Notice of Proposed Changes
This is the initial notice you will receive on an individual income tax debt. A tax debt may be the result of a calculation error or supporting documents missing from a filed return. The debt can also be the result of information received from other agencies, such as the Internal Revenue Service, or failure to file a required return. An example is income reported to the IRS by the payer but not reported on your Missouri individual income tax return.
Notice of Balance Due
This notice is sent if the Department has received a return without payment in full, if calculation errors were made on a return, or if the return is not received by the due date. The notice will indicate the current balance due on the tax period.
Notice of Deficiency
If you do not resolve the debt associated with the Notice of Balance Due, Notice of Proposed Changes or Request for Tax Return notice, you will receive a Notice of Deficiency. How to Respond to a Notice of Deficiency
10 Day Demand of Payment
The third notice you will receive, which certifies that the amount due is a final decision of the Department.
Notice of Intent to Offset
This notice informs you that your federal income tax refund may be intercepted and applied to the deficiency.
The Department files liens after the expiration of time for an appeal of the Notice of Deficiency.
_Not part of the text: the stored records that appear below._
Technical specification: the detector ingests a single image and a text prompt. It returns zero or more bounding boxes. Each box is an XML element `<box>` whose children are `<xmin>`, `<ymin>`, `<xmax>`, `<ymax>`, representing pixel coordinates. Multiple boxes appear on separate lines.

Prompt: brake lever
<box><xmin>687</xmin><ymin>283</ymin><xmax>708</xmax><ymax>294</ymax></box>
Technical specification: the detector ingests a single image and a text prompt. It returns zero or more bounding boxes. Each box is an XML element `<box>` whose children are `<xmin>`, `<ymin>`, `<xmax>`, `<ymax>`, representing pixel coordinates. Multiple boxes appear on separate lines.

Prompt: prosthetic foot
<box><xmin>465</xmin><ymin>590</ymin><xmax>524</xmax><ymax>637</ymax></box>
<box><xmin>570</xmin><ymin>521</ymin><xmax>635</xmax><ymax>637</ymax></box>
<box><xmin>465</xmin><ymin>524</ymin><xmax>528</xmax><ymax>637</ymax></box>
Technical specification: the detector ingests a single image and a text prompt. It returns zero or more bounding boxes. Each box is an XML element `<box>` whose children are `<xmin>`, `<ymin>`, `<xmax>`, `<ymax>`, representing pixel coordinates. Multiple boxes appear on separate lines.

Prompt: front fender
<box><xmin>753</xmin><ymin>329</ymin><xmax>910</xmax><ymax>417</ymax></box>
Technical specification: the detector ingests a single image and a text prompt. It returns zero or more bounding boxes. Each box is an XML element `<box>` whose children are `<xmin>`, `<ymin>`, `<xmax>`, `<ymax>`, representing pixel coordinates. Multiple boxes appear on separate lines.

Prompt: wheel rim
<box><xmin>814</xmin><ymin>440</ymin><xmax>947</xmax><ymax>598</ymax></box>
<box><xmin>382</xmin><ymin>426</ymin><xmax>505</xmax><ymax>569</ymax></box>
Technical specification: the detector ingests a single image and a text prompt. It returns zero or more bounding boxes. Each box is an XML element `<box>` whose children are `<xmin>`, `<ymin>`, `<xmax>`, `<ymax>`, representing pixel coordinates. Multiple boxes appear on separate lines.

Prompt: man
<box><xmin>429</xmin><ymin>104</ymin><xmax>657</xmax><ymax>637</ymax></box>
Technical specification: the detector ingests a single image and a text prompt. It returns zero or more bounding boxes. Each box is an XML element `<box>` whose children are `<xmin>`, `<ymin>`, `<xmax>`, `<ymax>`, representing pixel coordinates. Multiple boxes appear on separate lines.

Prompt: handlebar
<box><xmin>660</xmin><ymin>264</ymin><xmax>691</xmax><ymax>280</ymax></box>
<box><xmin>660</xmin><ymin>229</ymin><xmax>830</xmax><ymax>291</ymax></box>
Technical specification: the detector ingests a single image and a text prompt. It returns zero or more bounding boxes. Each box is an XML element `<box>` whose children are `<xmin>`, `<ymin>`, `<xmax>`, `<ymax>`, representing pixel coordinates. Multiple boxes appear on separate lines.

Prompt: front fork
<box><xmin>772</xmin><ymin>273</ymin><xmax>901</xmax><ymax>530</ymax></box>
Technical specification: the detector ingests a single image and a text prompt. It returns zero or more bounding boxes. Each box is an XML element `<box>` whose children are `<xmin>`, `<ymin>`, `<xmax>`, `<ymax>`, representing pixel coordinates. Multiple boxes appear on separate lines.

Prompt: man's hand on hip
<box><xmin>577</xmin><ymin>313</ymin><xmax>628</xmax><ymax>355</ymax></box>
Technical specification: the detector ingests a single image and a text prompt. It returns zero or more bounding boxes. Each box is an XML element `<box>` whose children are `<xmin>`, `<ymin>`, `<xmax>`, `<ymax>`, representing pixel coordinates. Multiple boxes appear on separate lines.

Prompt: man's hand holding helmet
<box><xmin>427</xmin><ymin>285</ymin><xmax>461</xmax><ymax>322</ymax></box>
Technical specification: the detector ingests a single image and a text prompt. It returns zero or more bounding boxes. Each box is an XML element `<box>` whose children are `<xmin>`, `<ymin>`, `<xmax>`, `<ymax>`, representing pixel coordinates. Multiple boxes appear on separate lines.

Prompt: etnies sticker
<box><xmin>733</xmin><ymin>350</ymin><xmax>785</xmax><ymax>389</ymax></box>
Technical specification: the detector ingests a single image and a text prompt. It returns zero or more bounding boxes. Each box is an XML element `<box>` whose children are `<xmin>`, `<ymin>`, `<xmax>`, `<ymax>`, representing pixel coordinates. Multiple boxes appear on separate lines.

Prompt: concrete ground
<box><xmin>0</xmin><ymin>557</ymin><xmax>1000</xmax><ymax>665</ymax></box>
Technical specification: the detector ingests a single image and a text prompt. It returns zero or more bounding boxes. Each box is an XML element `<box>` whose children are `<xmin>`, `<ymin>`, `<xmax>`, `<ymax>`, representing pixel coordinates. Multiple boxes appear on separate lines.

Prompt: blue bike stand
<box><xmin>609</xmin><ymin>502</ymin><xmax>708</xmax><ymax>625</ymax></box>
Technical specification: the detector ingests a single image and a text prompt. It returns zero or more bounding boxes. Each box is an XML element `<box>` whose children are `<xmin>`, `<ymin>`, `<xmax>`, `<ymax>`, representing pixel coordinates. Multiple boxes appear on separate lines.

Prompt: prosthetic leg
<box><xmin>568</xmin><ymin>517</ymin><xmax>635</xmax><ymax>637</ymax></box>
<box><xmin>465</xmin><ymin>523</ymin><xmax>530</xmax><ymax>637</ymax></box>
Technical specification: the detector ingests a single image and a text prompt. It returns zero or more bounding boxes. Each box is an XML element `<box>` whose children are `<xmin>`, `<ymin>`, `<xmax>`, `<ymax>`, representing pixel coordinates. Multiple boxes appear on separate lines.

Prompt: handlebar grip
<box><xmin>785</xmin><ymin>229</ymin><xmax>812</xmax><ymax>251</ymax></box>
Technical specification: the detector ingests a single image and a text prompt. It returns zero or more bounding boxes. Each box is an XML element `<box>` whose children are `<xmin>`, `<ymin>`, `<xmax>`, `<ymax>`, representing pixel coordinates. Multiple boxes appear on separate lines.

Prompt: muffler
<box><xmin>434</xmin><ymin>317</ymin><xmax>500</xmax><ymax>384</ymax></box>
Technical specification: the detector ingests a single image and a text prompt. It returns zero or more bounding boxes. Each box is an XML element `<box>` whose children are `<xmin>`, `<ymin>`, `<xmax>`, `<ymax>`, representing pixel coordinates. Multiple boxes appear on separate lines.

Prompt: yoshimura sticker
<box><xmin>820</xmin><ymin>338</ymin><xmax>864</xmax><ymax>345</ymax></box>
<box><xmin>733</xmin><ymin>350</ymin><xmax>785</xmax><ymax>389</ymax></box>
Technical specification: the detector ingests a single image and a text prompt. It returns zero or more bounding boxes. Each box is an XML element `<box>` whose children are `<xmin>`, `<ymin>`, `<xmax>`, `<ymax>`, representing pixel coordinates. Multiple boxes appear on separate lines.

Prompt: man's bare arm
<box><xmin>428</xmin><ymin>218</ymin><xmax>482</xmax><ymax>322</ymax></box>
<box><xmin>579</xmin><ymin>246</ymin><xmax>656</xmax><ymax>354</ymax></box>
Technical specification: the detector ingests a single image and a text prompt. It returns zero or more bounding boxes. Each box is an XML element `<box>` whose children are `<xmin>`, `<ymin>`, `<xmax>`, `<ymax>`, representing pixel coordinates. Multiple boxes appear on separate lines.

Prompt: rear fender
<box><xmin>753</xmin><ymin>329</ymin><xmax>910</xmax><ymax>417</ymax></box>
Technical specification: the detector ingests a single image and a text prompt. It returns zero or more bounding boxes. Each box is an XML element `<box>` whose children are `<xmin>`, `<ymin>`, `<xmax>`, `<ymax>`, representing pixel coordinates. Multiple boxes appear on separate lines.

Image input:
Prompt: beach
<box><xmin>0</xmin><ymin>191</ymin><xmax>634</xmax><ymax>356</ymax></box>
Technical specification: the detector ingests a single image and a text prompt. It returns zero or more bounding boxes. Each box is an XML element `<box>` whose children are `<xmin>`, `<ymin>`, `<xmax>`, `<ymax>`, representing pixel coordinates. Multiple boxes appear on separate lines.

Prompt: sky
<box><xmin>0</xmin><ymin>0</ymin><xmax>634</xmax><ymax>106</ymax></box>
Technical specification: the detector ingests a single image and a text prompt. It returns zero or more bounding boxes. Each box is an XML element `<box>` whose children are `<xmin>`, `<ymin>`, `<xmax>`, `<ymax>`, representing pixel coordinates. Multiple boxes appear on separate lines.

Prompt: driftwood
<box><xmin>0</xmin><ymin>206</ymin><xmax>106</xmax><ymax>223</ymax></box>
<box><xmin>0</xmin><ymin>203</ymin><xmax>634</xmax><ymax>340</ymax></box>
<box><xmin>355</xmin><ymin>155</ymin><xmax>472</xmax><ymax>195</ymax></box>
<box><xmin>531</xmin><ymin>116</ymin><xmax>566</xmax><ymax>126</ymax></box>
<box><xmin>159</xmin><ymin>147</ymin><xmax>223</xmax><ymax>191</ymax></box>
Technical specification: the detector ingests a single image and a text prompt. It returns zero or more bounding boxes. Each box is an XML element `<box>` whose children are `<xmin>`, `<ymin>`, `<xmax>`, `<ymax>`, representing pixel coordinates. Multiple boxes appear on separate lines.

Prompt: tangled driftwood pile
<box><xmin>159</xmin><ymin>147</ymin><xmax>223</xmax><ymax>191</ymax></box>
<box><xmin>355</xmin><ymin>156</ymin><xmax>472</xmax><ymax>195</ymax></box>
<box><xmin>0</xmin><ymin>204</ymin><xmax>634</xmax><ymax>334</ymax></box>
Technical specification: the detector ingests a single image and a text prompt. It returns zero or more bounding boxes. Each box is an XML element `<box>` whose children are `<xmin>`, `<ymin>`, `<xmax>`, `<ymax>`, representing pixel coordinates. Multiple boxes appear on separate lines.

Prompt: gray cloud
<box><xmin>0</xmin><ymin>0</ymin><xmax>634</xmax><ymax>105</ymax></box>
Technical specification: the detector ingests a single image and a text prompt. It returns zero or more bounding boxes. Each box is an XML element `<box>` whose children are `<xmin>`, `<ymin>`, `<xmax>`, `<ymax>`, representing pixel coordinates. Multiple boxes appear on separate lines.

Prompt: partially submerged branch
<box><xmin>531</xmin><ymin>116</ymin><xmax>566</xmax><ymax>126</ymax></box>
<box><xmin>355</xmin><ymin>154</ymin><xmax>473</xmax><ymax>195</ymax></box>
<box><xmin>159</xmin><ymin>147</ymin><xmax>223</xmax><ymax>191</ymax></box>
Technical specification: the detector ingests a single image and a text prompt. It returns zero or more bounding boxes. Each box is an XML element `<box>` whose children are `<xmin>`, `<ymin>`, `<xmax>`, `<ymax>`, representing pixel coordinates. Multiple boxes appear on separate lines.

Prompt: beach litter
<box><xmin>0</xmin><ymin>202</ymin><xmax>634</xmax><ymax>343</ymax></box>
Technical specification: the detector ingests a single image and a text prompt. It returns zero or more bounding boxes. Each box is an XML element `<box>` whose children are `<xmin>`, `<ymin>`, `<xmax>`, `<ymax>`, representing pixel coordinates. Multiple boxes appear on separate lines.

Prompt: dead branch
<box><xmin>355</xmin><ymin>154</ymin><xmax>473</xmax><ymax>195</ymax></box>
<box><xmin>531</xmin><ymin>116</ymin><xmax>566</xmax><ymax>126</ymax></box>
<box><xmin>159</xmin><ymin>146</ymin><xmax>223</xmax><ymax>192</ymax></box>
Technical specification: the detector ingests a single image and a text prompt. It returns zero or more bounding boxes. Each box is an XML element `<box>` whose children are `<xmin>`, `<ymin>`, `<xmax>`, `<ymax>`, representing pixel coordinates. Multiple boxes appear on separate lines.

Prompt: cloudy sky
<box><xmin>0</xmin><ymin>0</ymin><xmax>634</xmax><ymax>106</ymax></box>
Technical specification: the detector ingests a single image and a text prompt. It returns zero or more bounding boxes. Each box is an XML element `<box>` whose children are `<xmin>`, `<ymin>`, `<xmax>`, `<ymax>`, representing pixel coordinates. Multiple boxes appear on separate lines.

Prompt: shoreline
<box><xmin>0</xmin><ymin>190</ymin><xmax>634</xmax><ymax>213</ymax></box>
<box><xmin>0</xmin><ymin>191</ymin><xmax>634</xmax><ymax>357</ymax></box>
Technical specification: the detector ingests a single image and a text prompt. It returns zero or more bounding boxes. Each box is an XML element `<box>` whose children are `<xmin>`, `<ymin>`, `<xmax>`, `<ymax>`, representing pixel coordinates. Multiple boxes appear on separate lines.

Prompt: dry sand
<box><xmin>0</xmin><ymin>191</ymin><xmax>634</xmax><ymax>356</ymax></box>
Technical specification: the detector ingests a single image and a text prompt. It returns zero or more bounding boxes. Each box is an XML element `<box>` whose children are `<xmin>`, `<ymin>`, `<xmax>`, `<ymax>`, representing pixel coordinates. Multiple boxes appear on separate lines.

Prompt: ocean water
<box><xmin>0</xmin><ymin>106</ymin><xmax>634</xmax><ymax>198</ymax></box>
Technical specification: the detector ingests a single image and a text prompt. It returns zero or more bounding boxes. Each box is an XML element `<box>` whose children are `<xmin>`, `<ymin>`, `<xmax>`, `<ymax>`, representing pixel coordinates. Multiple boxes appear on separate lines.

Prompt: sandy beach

Liens are filed with both the recorder of deeds and the circuit court. Liens filed with the recorder of deeds attach to the debtor's real and personal property. Liens filed with the circuit court are commonly called Administrative Judgments. See below for more information.
Administrative judgments permit the Department to use all post-judgment remedies, such as garnishment.
Referral to Prosecuting Attorney or Collection Agency
Unpaid taxes may be referred to a collection agency or to a local Prosecuting Attorney. In addition to recovering the tax debt, Missouri statutes allow a 100 percent civil penalty and criminal prosecution for willful attempts to evade the tax.